Thanks for your time


Dog Birds, not Bird Dogs - Posted by Bill Gatten

Posted by Bill Gatten on October 23, 2000 at 19:44:12:


You’ve gotten some expert advice by the REAL experts here on CRE. Don’t take it for granted. Use it without hesitation or reservation.

Personally I prefer the the term “Dog-Bird,” to “Bird-Dog”…because those who do it work the hardest, dogging someone else’s deals, then settling for crumbs.

Want to know my dog-birding fee?

If you’ve got the cash to put up, and if I have time to find the property and end up needing your cash, we go 80:20 (20% to you) on all existing equity, all future profits and rents. But don’t count on my needing your cash…my buyers will most often have all of that I need, and I won’t have to share anything with anybody.
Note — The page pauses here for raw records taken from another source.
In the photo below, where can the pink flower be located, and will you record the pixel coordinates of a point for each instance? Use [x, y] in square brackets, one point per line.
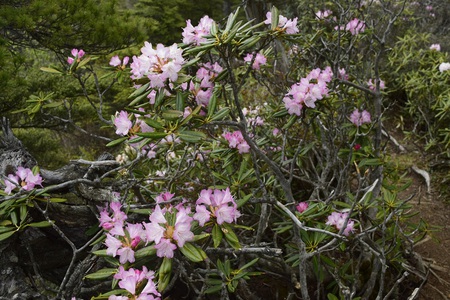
[77, 55]
[132, 281]
[113, 224]
[302, 206]
[260, 59]
[236, 141]
[218, 204]
[435, 47]
[311, 88]
[116, 61]
[158, 64]
[24, 179]
[165, 248]
[196, 35]
[164, 197]
[11, 183]
[122, 123]
[112, 245]
[168, 236]
[286, 25]
[338, 220]
[372, 86]
[124, 245]
[276, 132]
[359, 118]
[444, 67]
[355, 26]
[323, 14]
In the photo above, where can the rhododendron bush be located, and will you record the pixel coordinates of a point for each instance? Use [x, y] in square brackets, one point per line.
[252, 152]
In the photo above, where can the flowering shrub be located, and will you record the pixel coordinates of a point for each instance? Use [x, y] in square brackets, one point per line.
[219, 184]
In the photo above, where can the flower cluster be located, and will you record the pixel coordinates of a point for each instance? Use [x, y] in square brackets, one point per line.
[138, 283]
[306, 92]
[218, 204]
[359, 118]
[203, 86]
[117, 62]
[302, 206]
[169, 228]
[77, 55]
[259, 60]
[338, 220]
[121, 238]
[158, 65]
[323, 14]
[435, 47]
[444, 67]
[372, 85]
[284, 24]
[236, 141]
[196, 35]
[355, 26]
[253, 116]
[24, 179]
[122, 122]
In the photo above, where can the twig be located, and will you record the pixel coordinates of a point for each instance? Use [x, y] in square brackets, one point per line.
[425, 176]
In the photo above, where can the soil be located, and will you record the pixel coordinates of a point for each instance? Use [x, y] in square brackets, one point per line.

If you have the property and I just need to provide the buyer, then we’ll go 50:50 on that one. If you have the needy buyer ready to go who may have a couple thousand dollars and I have to do the rest…well those are a dime a dozen and I don’t need them at all…but if one of those buyers can make a 10 to 15 percent down…then we’ll talk. I’d go 50:50 on those deals: and I’d even go out and find the properties (a pretty simple task).

In our method, after getting the property and the buyer, I and my partner (whomever it may be)give 50% of the future appreciation along with the tax write-off (100%) to a resident beneficiary buyer. That way we have no negative CF, no management, no maintenance or vacancies…ever). I and my partner then split everything else between us (75:25; 50:50; 25:75, etc.): upon front money, back end money, monthly cash flow, loan principal reduction, etc.

Why do I need partners at all? To buy notes, pay closing costs, to pay fix up costs, or to pay for payment arrearages when they are needed.

Never be a dog-bird. Ever!! Unless you want to do it for me, of course (…but I don’t pay very well).

Bill Gatten

Yes! What they said… - Posted by George(OH)

Posted by George(OH) on October 23, 2000 at 17:39:14:

First of all, the real investors that you need to deal with don’t really need you to tell them that you’re new. If you’d been around, they’d know it.

Second, why offer to bird dog? I think you’re limiting yourself. It also shows, pardon the expression, a little weakness (maybe timidness is a better word), and when they sense this, they attack. The weak get eaten!

Third, if you’re getting these deals at such good prices/terms, the “investors” won’t have to resort to going around you. They also won’t pass up a good deal - if they are the real thing.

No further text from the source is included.